Room 101, School of Arts and Sciences
Central Campus
Quantum computing is currently one of the most important areas of science and technology. Research in this field is being performed in universities, research institutes and companies in many countries in the world. In India, the National Quantum Mission will soon get underway.
Quantum computing has the potential to create an unprecedented revolution in science and technology as it could have a very strong impact in many areas of science and society. It is based on the power and uniqueness of quantum mechanics. This talk will focus on the basics of this field and the current status of its applications to properties of atoms and molecules using digital quantum computers and quantum annealers.
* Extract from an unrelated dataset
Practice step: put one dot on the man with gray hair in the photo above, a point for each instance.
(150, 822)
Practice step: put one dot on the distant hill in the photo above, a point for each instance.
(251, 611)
Professor Bhanu Pratap Das received his PhD in Physics in 1981 from the State University of New York at Albany, USA. He was a Postdoctoral Fellow at the University of California, Riverside, and the Max Planck Institute for Quantum Optics, Munich. He had held faculty positions at the Colorado State University, the Utah State University, the University of Oxford, and the Indian Institute of Technology, Bombay, before joining the Indian Institute of Astrophysics, where he spent 22 years as Professor, Senior Professor, and Distinguished Professor. He was a Professor of Physics at the Tokyo Institute of Technology from 2015 to 2021. He is currently the Director of the Center for Quantum Engineering Research and Education, TCG CREST, Kolkata, and Professor Emeritus at the Tokyo Institute of Technology. He has been a visiting professor at many leading universities and institutes in the USA, Europe, and Asia.
Professor Das' primary research interest is new physics beyond the Standard Model of elementary particles using atoms and molecules. He has applied state-of-the-art quantum many-body theories to problems in different areas of physics. He and his collaborators have recently performed the first calculations of the properties of atoms and new properties of molecules on a quantum computer and a quantum annealer. He is an elected Fellow of the American Physical Society for his contributions to fundamental physics.